81 Prozent der Befragten zeigen Interesse an Büros, 13 Prozentpunkte weniger als noch im Vorjahr. Die Verunsicherung bezüglich Büroimmobilien bleibt – trotz des „Zurück ins Büro“-Trends. Und so sind auch nur noch Büros in Top-Lagen, die strenge ESG-Anforderungen erfüllen und gut vermietet sind, für alternative Finanzierer interessant. Die Assetklasse Hotel wird mit einem Plus von 15 Prozentpunkten im Vergleich zum Vorjahr deutlich beliebter.
Gefragt nach ihrer Finanzierungsbereitschaft hinsichtlich konkreter Standorte gaben alle Teilnehmer an, in A-Städten zu finanzieren, 91 Prozent auch in B-Städten. In C-Städten sind hingegen nur 67 Prozent aktiv, in D-Städten lediglich 53 Prozent. Internationale Kapitalgeber bevorzugen bekannte Großstädte. 81 Prozent der gaben an, sie finanzierten außerhalb Deutschlands Projekte, vor allem in West- und Nordeuropa.

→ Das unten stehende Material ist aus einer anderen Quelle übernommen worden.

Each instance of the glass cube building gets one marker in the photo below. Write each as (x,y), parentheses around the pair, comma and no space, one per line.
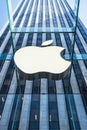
(43,104)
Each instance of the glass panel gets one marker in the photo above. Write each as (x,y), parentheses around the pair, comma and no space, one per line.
(38,13)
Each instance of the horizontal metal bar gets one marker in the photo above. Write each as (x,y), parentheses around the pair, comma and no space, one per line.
(43,30)
(66,56)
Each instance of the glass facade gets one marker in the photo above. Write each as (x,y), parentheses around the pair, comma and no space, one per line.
(43,104)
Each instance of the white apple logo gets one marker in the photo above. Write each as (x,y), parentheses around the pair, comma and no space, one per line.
(42,62)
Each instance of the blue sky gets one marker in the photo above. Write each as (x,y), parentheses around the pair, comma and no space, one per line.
(4,16)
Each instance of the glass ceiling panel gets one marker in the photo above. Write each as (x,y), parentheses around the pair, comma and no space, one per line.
(47,16)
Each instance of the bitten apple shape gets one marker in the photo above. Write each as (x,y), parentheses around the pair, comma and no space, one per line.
(41,62)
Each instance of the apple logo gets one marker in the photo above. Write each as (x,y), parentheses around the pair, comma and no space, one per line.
(42,62)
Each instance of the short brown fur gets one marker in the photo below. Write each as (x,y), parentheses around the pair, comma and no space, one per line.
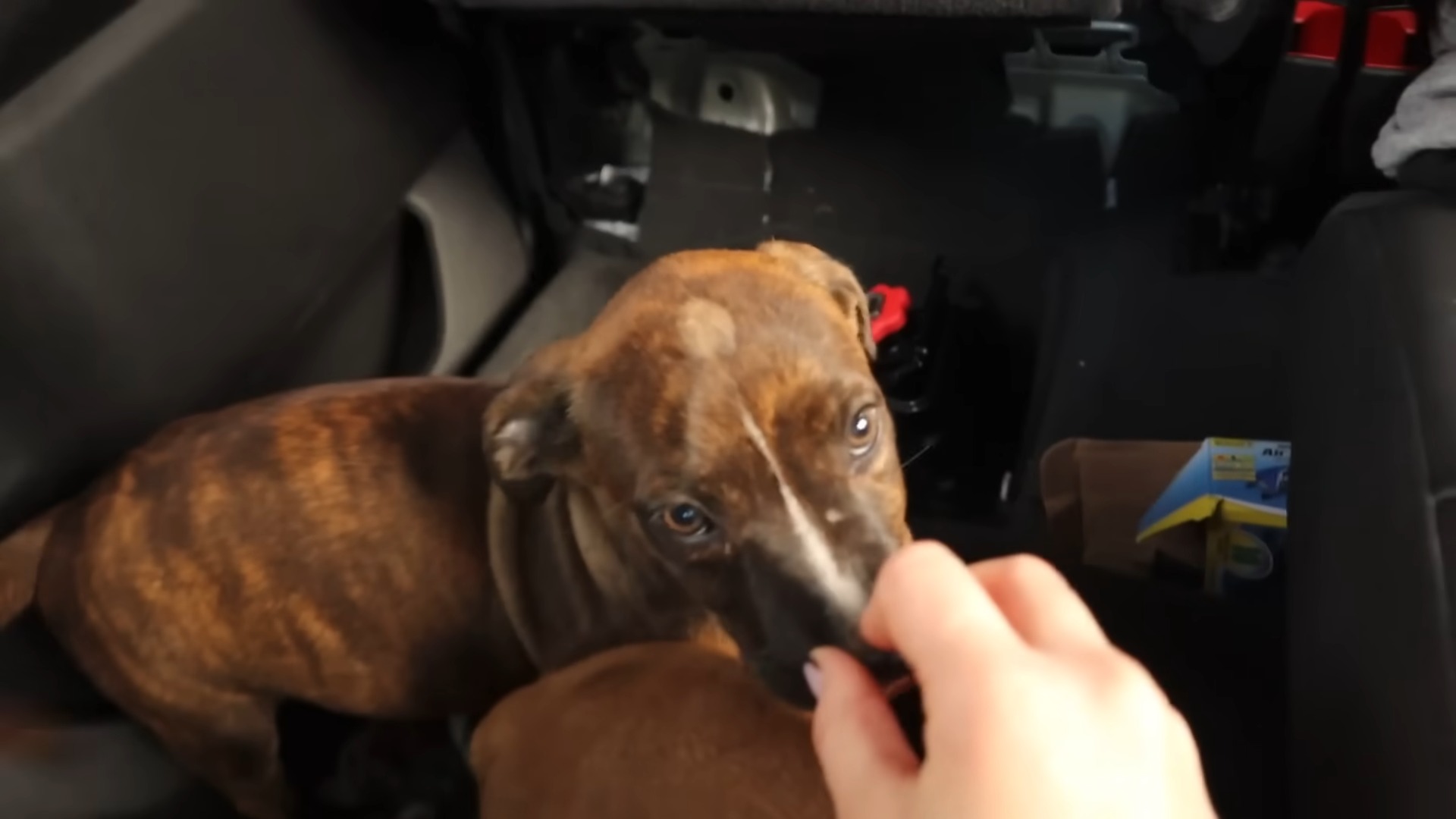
(658,730)
(347,545)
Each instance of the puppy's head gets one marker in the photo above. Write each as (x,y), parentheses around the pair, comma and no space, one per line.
(723,413)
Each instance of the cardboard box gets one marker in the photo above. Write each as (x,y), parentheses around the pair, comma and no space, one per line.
(1095,494)
(1237,493)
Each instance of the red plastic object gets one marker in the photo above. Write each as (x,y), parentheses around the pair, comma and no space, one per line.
(1321,30)
(1388,37)
(889,311)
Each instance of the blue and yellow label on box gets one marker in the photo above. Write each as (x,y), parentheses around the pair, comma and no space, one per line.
(1238,490)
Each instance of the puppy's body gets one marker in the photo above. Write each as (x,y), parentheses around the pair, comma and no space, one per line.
(242,534)
(421,547)
(655,730)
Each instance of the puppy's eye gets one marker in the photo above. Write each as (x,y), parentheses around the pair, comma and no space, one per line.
(864,431)
(686,521)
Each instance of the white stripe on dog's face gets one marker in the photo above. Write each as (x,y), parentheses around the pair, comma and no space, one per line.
(845,594)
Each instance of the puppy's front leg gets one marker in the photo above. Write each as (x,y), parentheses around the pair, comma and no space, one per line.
(231,741)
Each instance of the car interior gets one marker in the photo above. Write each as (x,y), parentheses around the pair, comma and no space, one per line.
(1114,221)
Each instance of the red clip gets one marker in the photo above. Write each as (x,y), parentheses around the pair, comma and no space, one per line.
(1388,37)
(1321,30)
(889,311)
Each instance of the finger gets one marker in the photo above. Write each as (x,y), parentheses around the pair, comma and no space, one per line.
(1187,789)
(868,765)
(929,608)
(1040,604)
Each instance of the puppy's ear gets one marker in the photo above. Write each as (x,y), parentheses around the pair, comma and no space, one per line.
(835,278)
(530,438)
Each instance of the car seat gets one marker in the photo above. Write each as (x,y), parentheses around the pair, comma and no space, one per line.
(1372,679)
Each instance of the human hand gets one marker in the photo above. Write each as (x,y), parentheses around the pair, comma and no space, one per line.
(1030,710)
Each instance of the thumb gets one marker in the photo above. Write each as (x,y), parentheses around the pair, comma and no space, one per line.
(868,765)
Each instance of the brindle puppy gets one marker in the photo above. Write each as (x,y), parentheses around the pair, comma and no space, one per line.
(711,455)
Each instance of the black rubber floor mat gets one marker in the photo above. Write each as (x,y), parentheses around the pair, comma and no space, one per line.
(1141,350)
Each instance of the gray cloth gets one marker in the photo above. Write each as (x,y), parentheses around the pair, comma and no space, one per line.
(1426,115)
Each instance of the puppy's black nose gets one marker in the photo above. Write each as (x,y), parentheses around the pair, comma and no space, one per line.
(886,667)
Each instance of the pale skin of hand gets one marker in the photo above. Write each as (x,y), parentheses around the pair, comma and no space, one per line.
(1031,711)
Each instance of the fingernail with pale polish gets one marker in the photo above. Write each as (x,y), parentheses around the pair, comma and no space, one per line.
(814,678)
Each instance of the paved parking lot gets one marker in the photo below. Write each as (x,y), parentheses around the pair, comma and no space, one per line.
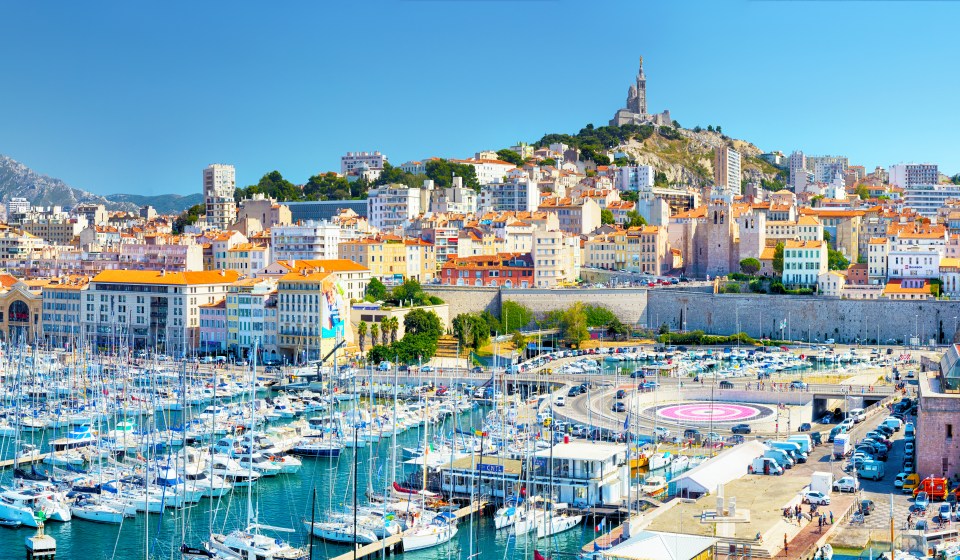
(881,491)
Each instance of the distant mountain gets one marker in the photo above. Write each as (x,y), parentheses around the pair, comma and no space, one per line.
(164,203)
(18,180)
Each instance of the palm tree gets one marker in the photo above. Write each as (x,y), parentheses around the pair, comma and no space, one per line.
(394,325)
(385,331)
(362,335)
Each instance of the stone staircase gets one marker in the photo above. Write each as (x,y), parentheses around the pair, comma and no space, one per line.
(447,347)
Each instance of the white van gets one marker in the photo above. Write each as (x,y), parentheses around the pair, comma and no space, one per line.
(893,423)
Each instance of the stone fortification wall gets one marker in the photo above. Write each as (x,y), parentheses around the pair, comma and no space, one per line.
(804,317)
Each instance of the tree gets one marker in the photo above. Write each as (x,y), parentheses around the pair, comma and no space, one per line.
(272,185)
(510,156)
(393,324)
(617,329)
(836,260)
(519,340)
(493,324)
(598,316)
(419,321)
(330,186)
(376,291)
(778,258)
(573,324)
(514,316)
(409,293)
(634,219)
(750,266)
(471,330)
(362,335)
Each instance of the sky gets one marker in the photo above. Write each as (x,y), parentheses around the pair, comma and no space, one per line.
(137,97)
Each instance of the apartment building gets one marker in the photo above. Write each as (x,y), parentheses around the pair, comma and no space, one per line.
(305,241)
(556,258)
(804,262)
(219,185)
(62,311)
(510,270)
(311,315)
(391,207)
(151,309)
(247,302)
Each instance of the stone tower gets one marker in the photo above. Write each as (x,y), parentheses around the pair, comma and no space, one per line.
(637,95)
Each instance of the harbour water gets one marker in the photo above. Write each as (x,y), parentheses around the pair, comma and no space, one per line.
(282,501)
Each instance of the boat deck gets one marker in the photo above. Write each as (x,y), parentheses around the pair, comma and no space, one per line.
(393,544)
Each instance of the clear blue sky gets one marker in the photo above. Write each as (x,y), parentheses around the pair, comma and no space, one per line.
(138,97)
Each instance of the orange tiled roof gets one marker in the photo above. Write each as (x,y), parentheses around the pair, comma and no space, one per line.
(168,278)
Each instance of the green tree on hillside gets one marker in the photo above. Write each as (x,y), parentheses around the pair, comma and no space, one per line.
(515,316)
(441,171)
(510,156)
(573,324)
(634,219)
(750,266)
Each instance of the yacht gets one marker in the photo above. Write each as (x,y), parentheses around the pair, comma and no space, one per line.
(244,545)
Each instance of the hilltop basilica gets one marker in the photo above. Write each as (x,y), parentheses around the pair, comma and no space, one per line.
(636,110)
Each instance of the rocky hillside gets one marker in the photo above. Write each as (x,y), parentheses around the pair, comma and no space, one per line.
(18,180)
(686,157)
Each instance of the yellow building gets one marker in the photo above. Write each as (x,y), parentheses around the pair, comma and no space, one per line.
(312,315)
(390,257)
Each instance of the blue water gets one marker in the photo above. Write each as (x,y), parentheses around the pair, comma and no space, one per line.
(282,501)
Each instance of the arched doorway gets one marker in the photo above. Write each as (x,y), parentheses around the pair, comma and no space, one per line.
(18,321)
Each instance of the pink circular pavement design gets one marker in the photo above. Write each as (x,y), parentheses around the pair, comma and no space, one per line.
(711,412)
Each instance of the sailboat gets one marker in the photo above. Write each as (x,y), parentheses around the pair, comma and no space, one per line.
(243,544)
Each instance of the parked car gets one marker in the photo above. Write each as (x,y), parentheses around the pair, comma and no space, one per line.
(816,498)
(741,429)
(846,484)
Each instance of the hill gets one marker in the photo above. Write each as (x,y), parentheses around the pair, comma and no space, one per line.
(18,180)
(684,157)
(164,203)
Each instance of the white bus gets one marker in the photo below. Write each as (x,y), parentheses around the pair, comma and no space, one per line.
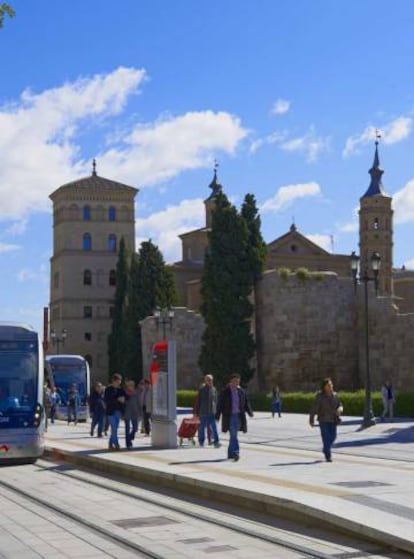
(64,372)
(21,394)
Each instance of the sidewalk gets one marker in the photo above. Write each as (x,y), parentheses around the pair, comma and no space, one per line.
(368,490)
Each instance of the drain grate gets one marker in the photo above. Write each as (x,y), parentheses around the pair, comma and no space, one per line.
(144,521)
(196,540)
(361,483)
(219,548)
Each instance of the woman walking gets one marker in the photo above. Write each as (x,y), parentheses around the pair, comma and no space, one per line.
(328,409)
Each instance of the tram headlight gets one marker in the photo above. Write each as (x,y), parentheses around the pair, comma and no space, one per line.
(37,418)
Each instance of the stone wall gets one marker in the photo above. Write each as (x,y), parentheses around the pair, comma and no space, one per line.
(307,330)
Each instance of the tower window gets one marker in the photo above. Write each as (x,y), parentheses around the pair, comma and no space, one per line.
(112,243)
(87,242)
(112,214)
(87,311)
(87,277)
(86,213)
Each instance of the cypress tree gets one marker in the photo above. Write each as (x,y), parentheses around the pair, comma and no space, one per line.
(226,285)
(257,251)
(116,339)
(151,285)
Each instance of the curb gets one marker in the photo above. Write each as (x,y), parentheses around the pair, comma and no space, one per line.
(244,499)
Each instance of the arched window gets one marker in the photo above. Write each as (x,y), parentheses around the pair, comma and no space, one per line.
(87,241)
(86,213)
(87,277)
(88,358)
(112,214)
(112,243)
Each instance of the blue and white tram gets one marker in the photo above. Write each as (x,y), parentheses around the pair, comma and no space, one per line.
(21,394)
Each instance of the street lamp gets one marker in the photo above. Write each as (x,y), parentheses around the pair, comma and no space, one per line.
(163,317)
(56,340)
(369,418)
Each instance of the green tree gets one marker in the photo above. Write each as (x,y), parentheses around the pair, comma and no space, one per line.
(257,251)
(116,339)
(228,345)
(151,285)
(5,10)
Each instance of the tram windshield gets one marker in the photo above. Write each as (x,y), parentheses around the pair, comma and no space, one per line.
(18,376)
(66,377)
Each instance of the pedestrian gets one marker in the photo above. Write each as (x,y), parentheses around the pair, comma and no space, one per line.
(233,405)
(115,405)
(388,400)
(73,404)
(276,402)
(145,401)
(132,412)
(54,402)
(46,403)
(328,408)
(206,407)
(97,409)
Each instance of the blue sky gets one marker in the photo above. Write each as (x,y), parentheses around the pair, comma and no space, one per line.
(286,95)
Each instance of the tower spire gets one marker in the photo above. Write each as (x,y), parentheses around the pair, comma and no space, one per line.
(376,187)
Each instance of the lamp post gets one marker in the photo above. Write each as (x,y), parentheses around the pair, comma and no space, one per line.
(58,340)
(369,418)
(164,317)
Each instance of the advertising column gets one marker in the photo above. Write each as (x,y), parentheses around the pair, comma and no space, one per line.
(164,398)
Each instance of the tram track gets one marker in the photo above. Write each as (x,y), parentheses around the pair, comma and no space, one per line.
(236,523)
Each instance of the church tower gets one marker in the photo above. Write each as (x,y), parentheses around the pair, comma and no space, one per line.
(375,227)
(90,217)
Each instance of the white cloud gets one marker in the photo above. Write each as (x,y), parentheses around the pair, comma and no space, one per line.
(395,131)
(309,144)
(4,247)
(324,241)
(403,203)
(161,150)
(40,147)
(280,107)
(286,195)
(164,227)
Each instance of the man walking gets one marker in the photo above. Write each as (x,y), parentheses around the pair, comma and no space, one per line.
(207,407)
(233,406)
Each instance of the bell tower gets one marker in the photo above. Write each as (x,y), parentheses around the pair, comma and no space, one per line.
(375,226)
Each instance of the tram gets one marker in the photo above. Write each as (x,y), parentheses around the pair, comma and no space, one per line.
(65,372)
(21,394)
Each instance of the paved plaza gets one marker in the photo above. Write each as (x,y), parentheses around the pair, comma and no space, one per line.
(367,490)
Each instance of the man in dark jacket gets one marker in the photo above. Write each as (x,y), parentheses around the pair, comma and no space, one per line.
(206,407)
(233,406)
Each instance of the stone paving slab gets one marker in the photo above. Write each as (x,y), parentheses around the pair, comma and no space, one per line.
(368,490)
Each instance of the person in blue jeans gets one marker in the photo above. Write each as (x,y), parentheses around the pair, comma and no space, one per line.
(115,404)
(97,409)
(206,407)
(233,405)
(328,408)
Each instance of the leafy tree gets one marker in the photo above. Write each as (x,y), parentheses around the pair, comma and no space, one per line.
(151,285)
(116,339)
(226,285)
(5,10)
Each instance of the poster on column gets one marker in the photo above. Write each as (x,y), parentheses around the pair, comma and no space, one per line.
(159,380)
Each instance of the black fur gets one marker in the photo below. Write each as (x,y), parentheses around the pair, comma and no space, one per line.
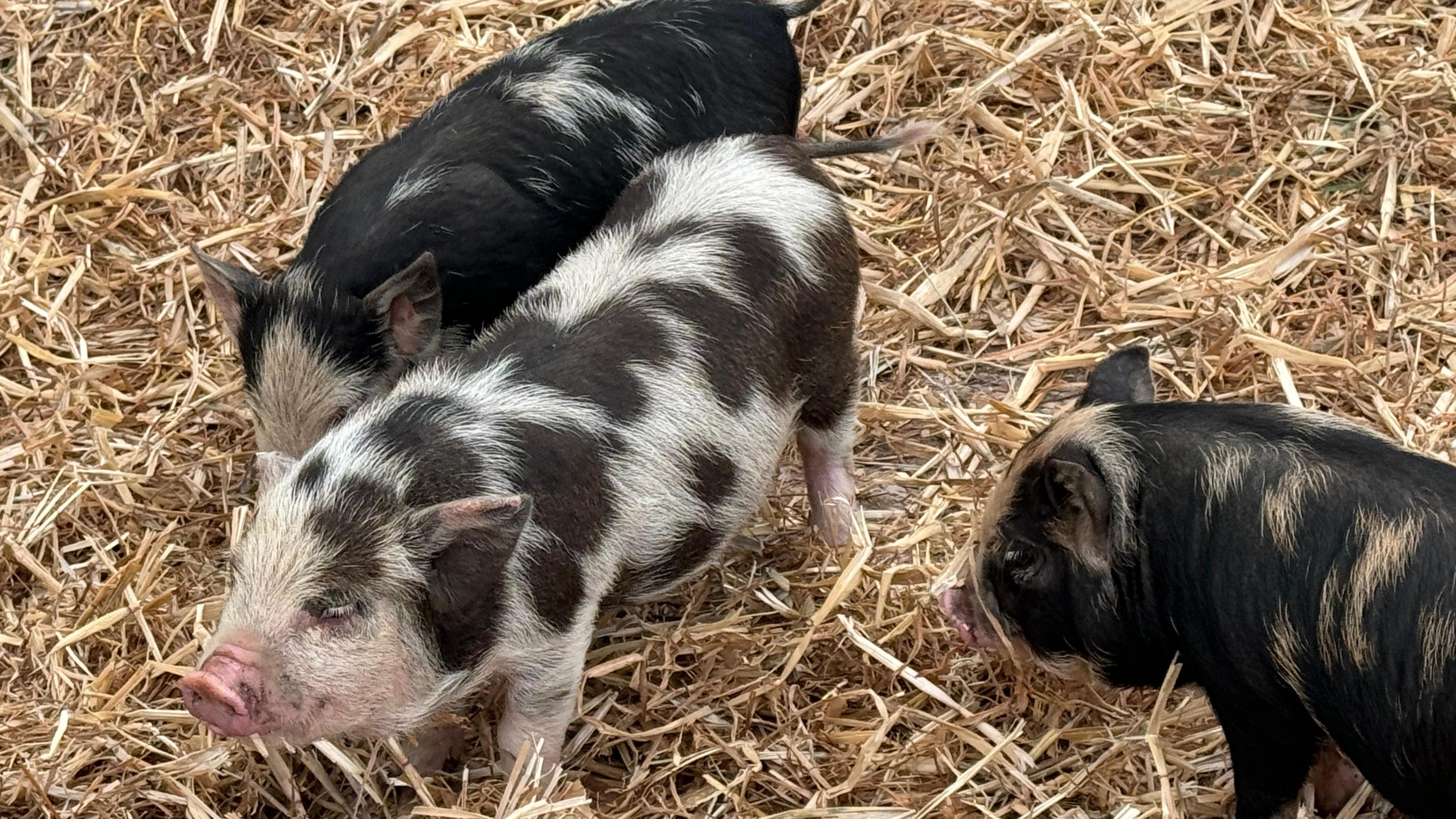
(350,530)
(714,474)
(440,465)
(493,235)
(567,479)
(1122,378)
(1209,582)
(590,361)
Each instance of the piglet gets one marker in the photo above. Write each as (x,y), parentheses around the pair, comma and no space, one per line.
(1301,568)
(433,234)
(599,445)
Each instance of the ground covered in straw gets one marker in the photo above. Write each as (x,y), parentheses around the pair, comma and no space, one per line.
(1260,188)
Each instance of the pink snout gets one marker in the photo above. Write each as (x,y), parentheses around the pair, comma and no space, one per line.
(228,691)
(966,615)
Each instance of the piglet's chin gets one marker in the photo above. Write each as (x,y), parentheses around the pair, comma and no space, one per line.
(229,694)
(963,613)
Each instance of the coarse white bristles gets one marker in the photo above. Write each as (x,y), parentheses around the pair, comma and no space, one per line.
(1263,193)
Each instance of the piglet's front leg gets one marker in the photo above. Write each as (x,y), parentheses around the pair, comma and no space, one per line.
(542,698)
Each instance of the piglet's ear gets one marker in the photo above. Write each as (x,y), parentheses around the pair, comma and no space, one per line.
(466,544)
(1084,509)
(229,288)
(408,308)
(271,467)
(1122,378)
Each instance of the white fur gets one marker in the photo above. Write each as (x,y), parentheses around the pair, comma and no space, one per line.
(574,98)
(417,183)
(648,473)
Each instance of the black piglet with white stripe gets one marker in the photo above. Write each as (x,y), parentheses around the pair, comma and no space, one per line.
(439,229)
(601,444)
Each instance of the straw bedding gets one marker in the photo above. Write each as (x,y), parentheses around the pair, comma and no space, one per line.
(1260,188)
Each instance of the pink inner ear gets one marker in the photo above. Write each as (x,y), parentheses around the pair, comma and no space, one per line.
(404,324)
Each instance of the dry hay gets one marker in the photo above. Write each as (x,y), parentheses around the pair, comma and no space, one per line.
(1258,187)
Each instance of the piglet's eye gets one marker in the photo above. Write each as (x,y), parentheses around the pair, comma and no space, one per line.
(333,608)
(1023,559)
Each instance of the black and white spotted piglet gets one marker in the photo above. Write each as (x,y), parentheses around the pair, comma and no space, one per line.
(445,225)
(601,444)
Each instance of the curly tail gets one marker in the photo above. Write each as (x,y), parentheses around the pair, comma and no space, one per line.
(910,135)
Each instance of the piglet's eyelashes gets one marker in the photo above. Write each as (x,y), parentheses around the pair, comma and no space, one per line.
(333,608)
(1023,559)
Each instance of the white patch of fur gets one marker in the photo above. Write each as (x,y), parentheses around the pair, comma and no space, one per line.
(416,183)
(574,98)
(650,473)
(1225,465)
(590,279)
(736,178)
(299,392)
(731,180)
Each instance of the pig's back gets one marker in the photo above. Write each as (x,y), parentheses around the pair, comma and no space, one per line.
(516,167)
(1326,572)
(693,321)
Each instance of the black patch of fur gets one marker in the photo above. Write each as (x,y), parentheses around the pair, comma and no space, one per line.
(440,465)
(493,235)
(686,557)
(1212,588)
(714,474)
(592,359)
(565,474)
(337,330)
(348,527)
(466,582)
(1122,378)
(312,473)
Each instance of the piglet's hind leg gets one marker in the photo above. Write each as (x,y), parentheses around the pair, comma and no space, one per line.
(829,479)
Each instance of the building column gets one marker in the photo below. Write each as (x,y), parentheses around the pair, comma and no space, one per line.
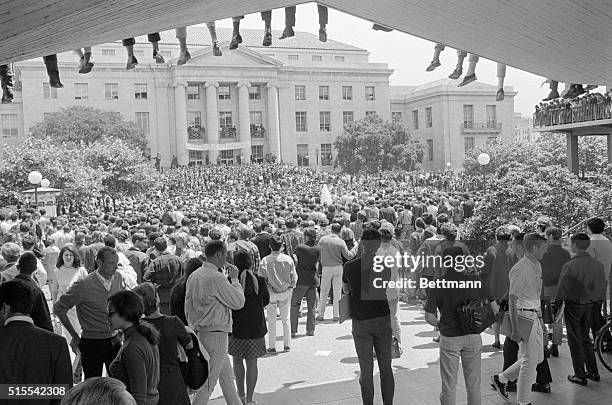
(212,120)
(244,119)
(273,126)
(572,153)
(180,113)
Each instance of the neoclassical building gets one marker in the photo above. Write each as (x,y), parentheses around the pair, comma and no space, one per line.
(291,99)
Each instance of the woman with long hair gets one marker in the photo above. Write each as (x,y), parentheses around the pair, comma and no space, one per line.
(247,341)
(137,363)
(171,332)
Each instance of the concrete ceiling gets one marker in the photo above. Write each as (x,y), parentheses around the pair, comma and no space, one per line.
(568,40)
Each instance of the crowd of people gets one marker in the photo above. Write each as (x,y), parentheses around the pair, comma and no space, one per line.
(222,251)
(590,107)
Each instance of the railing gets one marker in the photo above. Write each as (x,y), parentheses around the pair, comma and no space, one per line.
(561,114)
(195,132)
(258,131)
(227,132)
(470,127)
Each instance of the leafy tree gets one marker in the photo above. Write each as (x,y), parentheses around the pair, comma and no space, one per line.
(86,125)
(371,145)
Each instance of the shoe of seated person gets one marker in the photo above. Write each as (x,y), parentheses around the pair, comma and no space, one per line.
(287,32)
(434,64)
(500,95)
(184,58)
(467,80)
(132,62)
(551,96)
(456,73)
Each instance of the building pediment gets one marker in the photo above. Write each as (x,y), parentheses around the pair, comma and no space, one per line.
(243,57)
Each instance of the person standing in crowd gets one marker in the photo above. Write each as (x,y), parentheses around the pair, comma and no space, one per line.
(371,327)
(29,354)
(278,270)
(209,300)
(496,270)
(552,263)
(333,249)
(137,362)
(172,333)
(524,299)
(40,311)
(163,271)
(97,343)
(455,342)
(247,341)
(307,256)
(581,284)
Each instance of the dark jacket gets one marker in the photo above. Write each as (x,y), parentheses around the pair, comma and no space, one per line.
(249,322)
(31,355)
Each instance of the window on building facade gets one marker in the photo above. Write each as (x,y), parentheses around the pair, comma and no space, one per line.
(347,93)
(302,154)
(195,157)
(193,92)
(428,118)
(468,116)
(326,154)
(140,91)
(49,92)
(194,124)
(300,92)
(468,143)
(142,122)
(300,121)
(323,93)
(325,121)
(430,149)
(257,153)
(111,91)
(80,91)
(255,93)
(348,117)
(370,93)
(225,119)
(491,116)
(10,128)
(224,92)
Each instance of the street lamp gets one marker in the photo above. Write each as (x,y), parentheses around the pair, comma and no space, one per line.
(483,160)
(35,178)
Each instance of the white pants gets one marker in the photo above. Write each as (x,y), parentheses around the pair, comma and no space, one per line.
(282,301)
(330,277)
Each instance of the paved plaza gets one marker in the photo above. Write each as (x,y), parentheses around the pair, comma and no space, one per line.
(324,370)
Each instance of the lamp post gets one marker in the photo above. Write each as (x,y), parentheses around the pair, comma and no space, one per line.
(483,160)
(35,178)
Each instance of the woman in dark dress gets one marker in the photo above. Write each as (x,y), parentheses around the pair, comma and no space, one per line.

73 Prozent der alternativen Senior-Finanzierer blicken positiv in die Zukunft. Sie erwarten eine steigende Nachfrage nach erstrangig besicherten Finanzierungen zu attraktiven Konditionen. Die aktuelle Marktsituation verschafft den Alternativen eine gute Ausgangslage. Die Zurückhaltung der Banken und deren schwer prognostizierbaren Bearbeitungszeiten spielt ihnen in die Karten. Wer über genügend Kapital und Ressourcen verfügt, kann sich in der derzeitigen Situation die besten Projekte aussuchen.